後編 エメラルドグリーンの夏

 タツマの性格はよく知っている。イジワル野郎だ。私が出会った人間の中でタツマは一番根性がひん曲がっていた。

 きっとヨハンが悪いわけではない。あの林にアズールといるときにタツマがやってきたのだろう。それで、猫に興味を持ったタツマにアズールは無理矢理連れて行かれた。

 だけど、タツマはなぜあの林に足を踏み入れたのだろう。そのとき脳内にピシッとヒビが入るように思いついたのは、タツマを連れてきてしまったのは私ではないかという考えだった。

 ついこの間までタツマが興味を持っていたのは私だったのだ。タツマが私をいじめるために後をつけていたとしたら、それであの林にたどり着いて、猫のことを知ったのだとしたら……。すべてが私のせいだと思った。アズールを連れ去られたのも、ヨハンに悲しい思いをさせてしまったのも、全部私の落ち度だった。

 じめじめと湿度が高い夕方で、遠くの空は不気味に赤くなっていて血がにじんでいるような色をしていると思った。ほんのりと土の匂いが鼻まで上がってきていた。近いうちに雨が降りそうだった。私はヨハンが言っていた神社に足を向けた。

 本殿の裏側にタツマたちは陣取っていた。アズールは前足に紐をくくりつけられ、欄干に繋がれていて、しきりに紐を噛んでいる。ミャーミャーと鳴くのが可哀想で心が痛んだ。

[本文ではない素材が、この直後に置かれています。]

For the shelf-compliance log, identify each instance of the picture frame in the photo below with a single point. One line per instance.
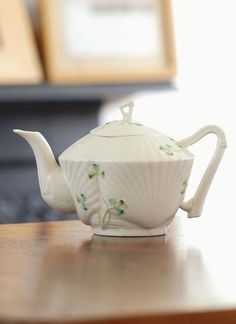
(107, 41)
(19, 60)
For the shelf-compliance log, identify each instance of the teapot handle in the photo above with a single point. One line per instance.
(194, 205)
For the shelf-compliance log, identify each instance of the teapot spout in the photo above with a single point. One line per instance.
(53, 187)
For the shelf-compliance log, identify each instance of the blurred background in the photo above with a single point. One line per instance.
(64, 108)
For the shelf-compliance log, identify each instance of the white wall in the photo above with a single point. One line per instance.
(206, 53)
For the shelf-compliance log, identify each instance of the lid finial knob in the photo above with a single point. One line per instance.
(127, 110)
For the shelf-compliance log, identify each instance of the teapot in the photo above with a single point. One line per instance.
(123, 178)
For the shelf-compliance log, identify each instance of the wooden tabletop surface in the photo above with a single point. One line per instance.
(58, 272)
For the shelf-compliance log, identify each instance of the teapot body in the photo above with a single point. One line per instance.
(124, 179)
(127, 199)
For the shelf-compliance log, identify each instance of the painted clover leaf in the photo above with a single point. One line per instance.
(184, 187)
(95, 171)
(82, 198)
(118, 206)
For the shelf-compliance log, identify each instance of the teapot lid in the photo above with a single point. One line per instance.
(125, 141)
(124, 127)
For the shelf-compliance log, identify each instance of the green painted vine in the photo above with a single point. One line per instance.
(114, 206)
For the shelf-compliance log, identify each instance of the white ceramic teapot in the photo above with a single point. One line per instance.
(124, 179)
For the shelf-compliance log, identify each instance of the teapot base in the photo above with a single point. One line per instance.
(130, 232)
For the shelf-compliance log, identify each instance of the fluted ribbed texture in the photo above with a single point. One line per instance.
(152, 191)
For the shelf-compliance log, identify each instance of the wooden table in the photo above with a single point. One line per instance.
(58, 272)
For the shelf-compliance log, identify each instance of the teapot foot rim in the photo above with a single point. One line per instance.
(129, 232)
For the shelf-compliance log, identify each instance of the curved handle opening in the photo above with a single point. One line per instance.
(194, 205)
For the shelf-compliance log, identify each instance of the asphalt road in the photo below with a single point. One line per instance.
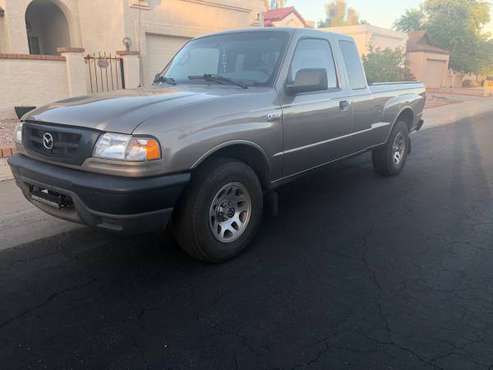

 どうして誰もアズールを助けようとしないのだろう。タツマがそんなに恐いのだろうか。いや、タツマは恐い存在だとは思うけれど、それでも……こんなに多くの人間が集まっているのに、ここにいるやつらは誰一人として子猫を哀れむ心がないのだろうか。いつもいじめられているとき取り巻きたちの顔はあまりよく見ていないから、私は一人一人の顔を覚えてるわけではない。

 私は改めて周囲にいる同級生たちの顔を見てみた。なんだが、誰も彼もがぼんやりしたこけしみたいな顔をしている。きっとはっきりした意思がないのだろう。だから、やつらは人間の顔を保つことができず、みんなみんな同じようなこけし顔になっているのだ。

 いじめられるのがいいか、引きこもるのがいいか、それともこけしになるのがいいか……どれも選択としてはいまいちだ。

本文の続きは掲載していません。